Lei ha imparato a differenziare gli allenamenti, i giri in bicicletta e a fare di ogni viaggio un'occasione per visitare un luogo nuovo, a costo di allungare di qualche giorno la permanenza: ha esplorato così la Sardegna, Tivoli e lo Stelvio stesso. Si rivolge in particolare ad altre ragazze, ad altre donne, perché crede che la bicicletta sia, fra le altre cose, uno strumento di emancipazione: «Sono veterinaria, mi occupo di cavalli e, purtroppo, per quanto siano sbagliate, ho fatto l'abitudine a certe cose: essere chiamata signorina invece di dottoressa solo perché si è donne e si è giovani, sentire pazienti che chiedono dove sia il dottore, senza nemmeno considerare che sei tu. Ormai mi scivolano addosso queste cose, ma è sbagliato. Come è sbagliato sentire uomini che sostengono che atlete donne, a tirare in testa al gruppo, in testa al gruppo, "facciano il buco", è un pregiudizio, è ignoranza. La bicicletta emancipa perché ci ricorda una volta di più quanto possiamo fare da sole, le nostre capacità, la nostra autonomia e la nostra libertà».

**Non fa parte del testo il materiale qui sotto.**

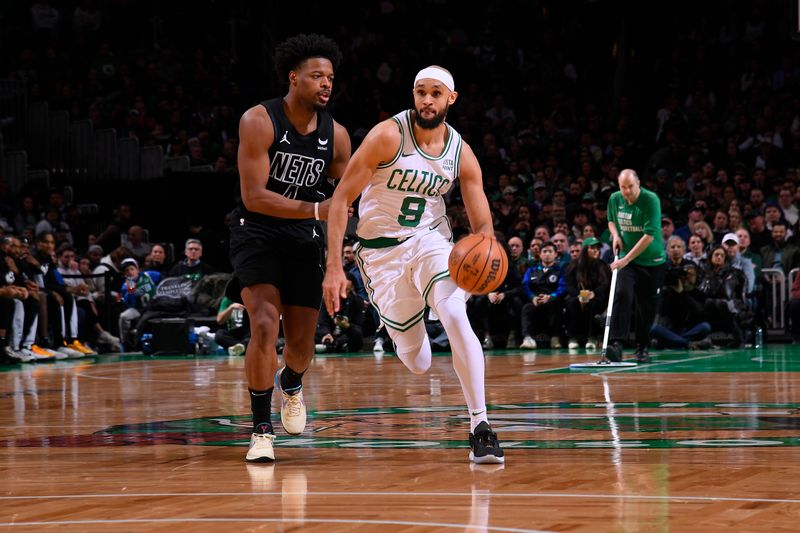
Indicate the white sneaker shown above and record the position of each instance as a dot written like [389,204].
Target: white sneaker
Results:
[528,343]
[45,353]
[573,344]
[378,345]
[236,350]
[293,408]
[511,341]
[107,338]
[17,355]
[261,449]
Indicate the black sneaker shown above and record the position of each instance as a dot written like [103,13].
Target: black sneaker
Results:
[484,446]
[642,354]
[702,344]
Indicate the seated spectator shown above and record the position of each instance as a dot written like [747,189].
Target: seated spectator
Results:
[156,260]
[731,244]
[696,253]
[516,259]
[588,281]
[136,292]
[724,288]
[534,251]
[192,265]
[703,230]
[562,249]
[680,323]
[544,286]
[780,253]
[88,317]
[342,333]
[58,318]
[109,265]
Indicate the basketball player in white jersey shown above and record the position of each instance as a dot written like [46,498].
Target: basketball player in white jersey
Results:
[402,170]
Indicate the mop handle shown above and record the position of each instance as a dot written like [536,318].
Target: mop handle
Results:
[610,307]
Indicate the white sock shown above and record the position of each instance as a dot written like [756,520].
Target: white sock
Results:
[467,352]
[475,418]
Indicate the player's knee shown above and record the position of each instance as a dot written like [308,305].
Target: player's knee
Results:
[263,323]
[413,349]
[451,310]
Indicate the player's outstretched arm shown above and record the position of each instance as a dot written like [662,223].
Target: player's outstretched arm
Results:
[471,179]
[342,149]
[256,136]
[380,145]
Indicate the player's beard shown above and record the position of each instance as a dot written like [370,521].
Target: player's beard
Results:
[431,123]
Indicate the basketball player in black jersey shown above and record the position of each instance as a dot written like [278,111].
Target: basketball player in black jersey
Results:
[289,148]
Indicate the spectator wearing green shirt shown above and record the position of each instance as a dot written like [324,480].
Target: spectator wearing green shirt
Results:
[634,221]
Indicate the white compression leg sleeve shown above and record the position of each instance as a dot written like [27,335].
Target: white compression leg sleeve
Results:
[449,303]
[413,347]
[17,324]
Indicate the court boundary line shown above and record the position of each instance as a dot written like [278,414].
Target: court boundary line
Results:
[276,520]
[642,497]
[633,368]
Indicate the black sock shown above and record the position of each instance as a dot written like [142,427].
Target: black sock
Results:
[291,381]
[261,405]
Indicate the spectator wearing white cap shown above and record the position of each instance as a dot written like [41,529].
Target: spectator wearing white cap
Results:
[731,244]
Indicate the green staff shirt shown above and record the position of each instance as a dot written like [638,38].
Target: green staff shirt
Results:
[633,221]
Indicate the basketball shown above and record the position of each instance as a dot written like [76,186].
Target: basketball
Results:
[478,264]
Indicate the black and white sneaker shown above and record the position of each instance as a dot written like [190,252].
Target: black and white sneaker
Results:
[485,449]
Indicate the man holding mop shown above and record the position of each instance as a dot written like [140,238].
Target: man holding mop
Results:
[634,220]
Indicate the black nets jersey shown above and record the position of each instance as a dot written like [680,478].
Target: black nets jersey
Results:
[298,163]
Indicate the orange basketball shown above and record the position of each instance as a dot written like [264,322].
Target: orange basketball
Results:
[478,264]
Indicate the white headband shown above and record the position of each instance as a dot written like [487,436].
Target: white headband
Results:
[437,74]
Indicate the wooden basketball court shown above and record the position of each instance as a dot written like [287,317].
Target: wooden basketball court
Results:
[695,441]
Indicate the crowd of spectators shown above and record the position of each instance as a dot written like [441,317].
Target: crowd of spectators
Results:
[555,101]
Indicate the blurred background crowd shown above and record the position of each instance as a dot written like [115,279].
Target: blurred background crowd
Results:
[701,99]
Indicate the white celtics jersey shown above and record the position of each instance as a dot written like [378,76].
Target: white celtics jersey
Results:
[404,196]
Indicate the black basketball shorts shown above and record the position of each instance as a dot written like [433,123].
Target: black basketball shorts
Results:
[289,256]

Quel male che ha vissuto giù dalla bicicletta le ha permesso di conoscersi e, oggi, sa di lei cose che nemmeno immaginava, soprattutto ha capito quanto molte cose scontate, in realtà, scontate non siano: «Si arriva così ad apprezzare il valore di quel che c'è. Personalmente prendo una pastiglia al mattino e una alla sera per riuscire a stare come sto: la bicicletta, a mio avviso, è una magnifica celebrazione della salute, dello stare bene. Guardare una persona in bici deve ricordarci la bellezza del nostro corpo, le sue possibilità e tutto quel che impara continuamente. Sarà per quella sensazione che ho provato da giovanissima, della brutta mano di carte ricevuta in dono, ma tutto questo mi sembra enorme. Così dalla bici non riesco a stare lontana».